Friday November 14, 1997

     Dan Adams' "The Mouse" is a warm, affectionate boxing movie about an actual prizefighter, Bruce "The Mouse" Strauss, whose claim to fame is that he's been knocked out more than any other boxer in history. Indeed, when we meet him, his fondest dream is to be knocked out in every continent in the world. Mouse is played beautifully by John Savage, who physically resembles the real-life Strauss.
     Savage's Omaha-based Strauss comes across as a dese, dem and dose guy whose speech belies a cagey philosopher and an old pro with an original take on the rules. Early on, Mouse--who had been a bouncer in a topless bar--discovers he just loves to box and that that was the point rather than winning.
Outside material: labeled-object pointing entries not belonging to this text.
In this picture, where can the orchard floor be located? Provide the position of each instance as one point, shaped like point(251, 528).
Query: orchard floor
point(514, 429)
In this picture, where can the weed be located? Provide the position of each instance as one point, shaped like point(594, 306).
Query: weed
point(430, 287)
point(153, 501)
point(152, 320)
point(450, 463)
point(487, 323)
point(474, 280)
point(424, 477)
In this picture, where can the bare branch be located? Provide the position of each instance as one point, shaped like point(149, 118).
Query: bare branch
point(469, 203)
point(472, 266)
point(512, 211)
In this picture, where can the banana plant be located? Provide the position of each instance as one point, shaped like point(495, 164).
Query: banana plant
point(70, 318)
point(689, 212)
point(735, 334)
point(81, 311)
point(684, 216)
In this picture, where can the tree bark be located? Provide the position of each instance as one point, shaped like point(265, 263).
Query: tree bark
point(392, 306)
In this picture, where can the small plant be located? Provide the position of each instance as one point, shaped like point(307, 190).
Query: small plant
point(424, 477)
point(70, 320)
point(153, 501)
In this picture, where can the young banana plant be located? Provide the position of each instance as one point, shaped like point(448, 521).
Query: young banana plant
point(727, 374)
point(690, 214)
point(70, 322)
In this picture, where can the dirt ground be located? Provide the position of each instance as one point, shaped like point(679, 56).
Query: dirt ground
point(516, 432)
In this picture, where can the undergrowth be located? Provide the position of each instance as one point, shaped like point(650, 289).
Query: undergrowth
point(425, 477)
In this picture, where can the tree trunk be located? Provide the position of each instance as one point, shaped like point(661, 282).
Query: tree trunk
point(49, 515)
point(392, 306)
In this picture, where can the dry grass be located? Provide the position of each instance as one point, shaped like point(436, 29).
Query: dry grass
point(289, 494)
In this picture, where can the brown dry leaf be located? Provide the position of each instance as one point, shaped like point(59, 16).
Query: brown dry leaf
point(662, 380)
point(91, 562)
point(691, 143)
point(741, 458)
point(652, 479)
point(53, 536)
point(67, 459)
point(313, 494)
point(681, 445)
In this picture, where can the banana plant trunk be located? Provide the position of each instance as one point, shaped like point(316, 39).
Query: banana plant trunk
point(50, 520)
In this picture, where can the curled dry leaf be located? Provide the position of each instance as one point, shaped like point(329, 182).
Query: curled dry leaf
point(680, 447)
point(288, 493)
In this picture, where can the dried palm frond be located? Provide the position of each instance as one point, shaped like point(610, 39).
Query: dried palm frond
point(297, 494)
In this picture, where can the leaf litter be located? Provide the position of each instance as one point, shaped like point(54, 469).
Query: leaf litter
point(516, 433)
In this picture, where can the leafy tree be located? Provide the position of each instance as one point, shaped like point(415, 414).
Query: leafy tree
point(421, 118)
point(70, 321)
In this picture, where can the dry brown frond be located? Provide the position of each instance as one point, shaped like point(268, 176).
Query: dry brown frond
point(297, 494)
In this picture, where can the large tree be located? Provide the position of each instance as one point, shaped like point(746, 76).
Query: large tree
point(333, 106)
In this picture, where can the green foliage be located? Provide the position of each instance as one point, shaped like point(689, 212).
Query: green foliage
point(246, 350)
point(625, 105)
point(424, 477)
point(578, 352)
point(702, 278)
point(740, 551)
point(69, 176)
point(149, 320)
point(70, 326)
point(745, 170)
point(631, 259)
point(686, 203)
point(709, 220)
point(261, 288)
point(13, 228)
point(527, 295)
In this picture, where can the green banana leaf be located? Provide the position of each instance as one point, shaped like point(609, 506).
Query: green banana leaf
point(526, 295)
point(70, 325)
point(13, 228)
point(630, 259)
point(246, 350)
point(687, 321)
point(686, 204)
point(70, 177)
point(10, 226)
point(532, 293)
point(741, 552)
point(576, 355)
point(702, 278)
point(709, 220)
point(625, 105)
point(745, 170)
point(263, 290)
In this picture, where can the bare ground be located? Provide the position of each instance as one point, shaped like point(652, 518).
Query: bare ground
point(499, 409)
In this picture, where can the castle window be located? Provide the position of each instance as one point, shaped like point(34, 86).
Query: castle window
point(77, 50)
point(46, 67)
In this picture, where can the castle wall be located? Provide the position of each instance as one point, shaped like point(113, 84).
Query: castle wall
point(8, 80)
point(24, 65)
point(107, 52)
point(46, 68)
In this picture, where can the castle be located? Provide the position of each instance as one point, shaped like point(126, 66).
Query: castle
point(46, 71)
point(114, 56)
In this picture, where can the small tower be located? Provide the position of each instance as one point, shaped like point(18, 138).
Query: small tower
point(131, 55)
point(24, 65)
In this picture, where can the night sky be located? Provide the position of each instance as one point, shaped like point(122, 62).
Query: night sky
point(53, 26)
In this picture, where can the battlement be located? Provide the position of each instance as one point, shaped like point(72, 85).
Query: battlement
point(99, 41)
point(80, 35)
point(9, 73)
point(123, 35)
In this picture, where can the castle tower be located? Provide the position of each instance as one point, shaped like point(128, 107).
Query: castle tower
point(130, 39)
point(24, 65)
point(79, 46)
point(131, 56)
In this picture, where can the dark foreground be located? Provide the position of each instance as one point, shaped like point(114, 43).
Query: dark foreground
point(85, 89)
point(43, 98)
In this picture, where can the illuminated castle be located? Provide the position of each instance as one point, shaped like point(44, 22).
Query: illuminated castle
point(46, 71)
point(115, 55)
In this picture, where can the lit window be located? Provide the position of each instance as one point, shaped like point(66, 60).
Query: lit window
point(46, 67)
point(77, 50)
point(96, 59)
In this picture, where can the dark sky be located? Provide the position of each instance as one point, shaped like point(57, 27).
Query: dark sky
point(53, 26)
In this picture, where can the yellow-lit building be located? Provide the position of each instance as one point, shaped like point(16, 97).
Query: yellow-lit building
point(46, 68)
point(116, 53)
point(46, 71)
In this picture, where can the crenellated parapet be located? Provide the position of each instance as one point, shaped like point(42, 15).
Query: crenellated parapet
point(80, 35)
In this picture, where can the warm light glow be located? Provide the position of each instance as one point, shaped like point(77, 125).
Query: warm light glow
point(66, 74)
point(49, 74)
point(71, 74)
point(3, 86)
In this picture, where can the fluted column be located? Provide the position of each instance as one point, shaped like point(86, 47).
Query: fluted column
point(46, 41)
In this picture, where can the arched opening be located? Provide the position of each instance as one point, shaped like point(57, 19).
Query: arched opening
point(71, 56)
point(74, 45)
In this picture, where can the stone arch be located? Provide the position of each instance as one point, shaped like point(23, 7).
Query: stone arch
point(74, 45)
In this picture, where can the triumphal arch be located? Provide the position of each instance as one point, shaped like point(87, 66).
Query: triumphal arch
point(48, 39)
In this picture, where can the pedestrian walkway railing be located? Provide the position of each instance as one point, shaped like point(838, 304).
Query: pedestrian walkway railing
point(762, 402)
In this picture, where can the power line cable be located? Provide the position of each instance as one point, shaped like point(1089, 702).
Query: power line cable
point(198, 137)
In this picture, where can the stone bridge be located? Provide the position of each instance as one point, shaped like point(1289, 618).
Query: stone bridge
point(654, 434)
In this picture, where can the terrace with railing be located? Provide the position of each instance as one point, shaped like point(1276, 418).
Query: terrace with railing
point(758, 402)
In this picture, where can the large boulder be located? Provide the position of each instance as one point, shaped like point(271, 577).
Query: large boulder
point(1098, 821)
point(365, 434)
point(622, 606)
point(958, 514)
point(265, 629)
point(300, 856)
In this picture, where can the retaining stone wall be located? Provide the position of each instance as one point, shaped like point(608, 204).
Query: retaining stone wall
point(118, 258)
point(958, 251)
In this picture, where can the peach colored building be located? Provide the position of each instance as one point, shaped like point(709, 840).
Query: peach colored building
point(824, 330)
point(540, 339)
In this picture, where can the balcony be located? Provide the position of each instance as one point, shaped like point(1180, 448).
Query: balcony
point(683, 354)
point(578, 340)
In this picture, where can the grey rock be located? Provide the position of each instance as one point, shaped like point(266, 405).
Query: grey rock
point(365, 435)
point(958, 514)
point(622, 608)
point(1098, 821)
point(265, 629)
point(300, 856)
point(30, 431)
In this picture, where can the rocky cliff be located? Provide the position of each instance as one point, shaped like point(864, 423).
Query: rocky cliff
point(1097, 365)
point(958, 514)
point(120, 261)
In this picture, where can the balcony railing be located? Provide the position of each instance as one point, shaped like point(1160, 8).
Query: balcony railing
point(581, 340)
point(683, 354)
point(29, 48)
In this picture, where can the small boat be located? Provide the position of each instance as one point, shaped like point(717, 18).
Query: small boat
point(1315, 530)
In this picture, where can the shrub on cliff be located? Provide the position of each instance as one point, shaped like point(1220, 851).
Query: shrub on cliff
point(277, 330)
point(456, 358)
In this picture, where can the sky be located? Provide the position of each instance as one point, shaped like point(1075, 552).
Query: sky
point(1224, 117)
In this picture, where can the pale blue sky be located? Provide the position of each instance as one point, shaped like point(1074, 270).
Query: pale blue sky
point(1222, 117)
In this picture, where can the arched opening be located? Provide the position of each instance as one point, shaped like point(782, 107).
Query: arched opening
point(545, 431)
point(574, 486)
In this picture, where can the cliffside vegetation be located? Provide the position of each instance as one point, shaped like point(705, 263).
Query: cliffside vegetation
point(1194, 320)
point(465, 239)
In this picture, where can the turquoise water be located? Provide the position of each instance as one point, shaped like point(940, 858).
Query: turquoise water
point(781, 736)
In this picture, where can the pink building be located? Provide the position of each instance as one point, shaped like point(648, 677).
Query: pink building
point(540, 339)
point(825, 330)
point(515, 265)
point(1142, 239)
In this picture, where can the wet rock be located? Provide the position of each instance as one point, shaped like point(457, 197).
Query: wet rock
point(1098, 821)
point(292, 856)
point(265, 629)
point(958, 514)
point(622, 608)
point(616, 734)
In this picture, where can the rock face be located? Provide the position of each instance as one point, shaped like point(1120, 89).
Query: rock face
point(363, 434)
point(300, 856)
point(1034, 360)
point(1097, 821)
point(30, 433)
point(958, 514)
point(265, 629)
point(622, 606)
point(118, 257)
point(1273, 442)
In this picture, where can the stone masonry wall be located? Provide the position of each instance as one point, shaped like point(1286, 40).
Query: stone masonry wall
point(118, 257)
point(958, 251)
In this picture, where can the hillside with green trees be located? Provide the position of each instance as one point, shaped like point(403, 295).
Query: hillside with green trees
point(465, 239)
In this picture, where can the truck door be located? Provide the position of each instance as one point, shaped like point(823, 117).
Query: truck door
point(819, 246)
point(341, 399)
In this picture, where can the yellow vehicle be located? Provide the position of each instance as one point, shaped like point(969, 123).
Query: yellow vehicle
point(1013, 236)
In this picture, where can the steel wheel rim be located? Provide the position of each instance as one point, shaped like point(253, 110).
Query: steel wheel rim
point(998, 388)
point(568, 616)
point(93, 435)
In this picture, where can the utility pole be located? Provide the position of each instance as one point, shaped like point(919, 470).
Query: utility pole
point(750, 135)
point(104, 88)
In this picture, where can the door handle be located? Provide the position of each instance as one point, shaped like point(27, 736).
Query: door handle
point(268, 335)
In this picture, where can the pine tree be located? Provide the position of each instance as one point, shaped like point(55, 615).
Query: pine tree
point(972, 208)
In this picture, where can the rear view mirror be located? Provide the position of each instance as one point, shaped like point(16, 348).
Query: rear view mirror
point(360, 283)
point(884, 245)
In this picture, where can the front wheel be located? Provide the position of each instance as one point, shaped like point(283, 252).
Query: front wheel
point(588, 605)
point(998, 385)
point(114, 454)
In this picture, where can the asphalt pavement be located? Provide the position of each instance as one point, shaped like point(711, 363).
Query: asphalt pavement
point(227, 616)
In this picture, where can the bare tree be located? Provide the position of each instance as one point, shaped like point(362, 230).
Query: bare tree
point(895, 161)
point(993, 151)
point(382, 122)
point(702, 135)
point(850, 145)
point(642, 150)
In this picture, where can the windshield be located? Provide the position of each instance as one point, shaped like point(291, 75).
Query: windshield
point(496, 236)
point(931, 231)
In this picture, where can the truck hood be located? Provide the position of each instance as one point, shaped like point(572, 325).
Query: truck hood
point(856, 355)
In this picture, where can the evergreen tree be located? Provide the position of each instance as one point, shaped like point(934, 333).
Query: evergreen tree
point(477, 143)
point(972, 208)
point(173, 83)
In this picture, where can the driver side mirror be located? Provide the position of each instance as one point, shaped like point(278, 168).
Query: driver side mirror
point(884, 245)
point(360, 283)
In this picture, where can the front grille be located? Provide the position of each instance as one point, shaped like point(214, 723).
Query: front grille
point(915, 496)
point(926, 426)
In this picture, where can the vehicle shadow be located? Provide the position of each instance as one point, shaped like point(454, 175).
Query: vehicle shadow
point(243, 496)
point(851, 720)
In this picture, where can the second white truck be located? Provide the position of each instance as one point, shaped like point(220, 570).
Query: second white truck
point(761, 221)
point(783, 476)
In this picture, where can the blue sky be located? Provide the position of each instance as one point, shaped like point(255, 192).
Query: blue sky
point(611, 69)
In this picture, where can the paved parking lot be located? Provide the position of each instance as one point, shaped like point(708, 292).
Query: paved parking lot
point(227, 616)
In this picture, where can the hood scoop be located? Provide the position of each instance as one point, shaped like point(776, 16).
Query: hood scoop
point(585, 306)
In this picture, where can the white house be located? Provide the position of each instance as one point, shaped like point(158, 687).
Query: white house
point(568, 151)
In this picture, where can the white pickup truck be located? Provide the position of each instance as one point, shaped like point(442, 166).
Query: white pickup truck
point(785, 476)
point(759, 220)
The other point is that in carefully calculating losing vs. occasionally winning he discovered a way to secure longevity doing what he loved and in the process earning a decent living for his family.
     There are two catches, however. First, by being on the road so much of the time, Mouse puts an increasing strain on his marriage to his loving but fed-up schoolteacher wife (Angelica Torn, the talented daughter of Rip Torn and the late Geraldine Page) and neglects his daughter (Irina Cashen). (He's proud of her skill as a gymnast but loathes the fiercely competitive aspect of her sport.)
     While a marital crisis is at the heart of "The Mouse," the film dodges the darker implications of Strauss' career. It treats in jokey fashion the fact that Strauss shamelessly resorts to any ruse to avoid the requisite three-month layoff between being knocked out.
     "The Mouse" is intent on being a sweet, modest little comedy, but it's just impossible to sit through it without being forced to think about the brutal aspects of Strauss' way of life and how dangerous all those knockouts are to his brain and to his very existence. Furthermore, Savage has made Mouse such a likably distinctive guy we can't help but become concerned about him. "The Mouse" would have been a stronger movie had it found a way to deal with such realities of the ring.
     At the same time "The Mouse," whose fine cast includes Charles Bailey-Gates and Rip Torn (as a trucker convinced he's God) is very good at depicting an individual so consumed by doing what he loves best and the toll that can exact on the lives of those he loves best. You don't have to be a boxer to identify with the Mouse.


The Mouse, 1997. Unrated. A Strand release of an Early Morning film. Writer-director Daniel Adams. Producers Hank Blumenthal, Harris Tulchin, John Savage. Executive producers Richard Segedin, Charlie Irish, Jimmy Walter. Cinematographer Denise Brassard. Editor Victoria Street. Costumes Deborah Newhall. Music Jonathan Edwards. Production designer Gay Studebaker. Art director Richard Devine. Running time: 1 hour, 37 minutes. John Savage as Bruce (The Mouse) Strauss. Angelica Torn as Mary Lou Strauss. Rip Torn as Trucker. Charles Bailey-Gates as Joe. Irina Cashen as Jamie Strauss.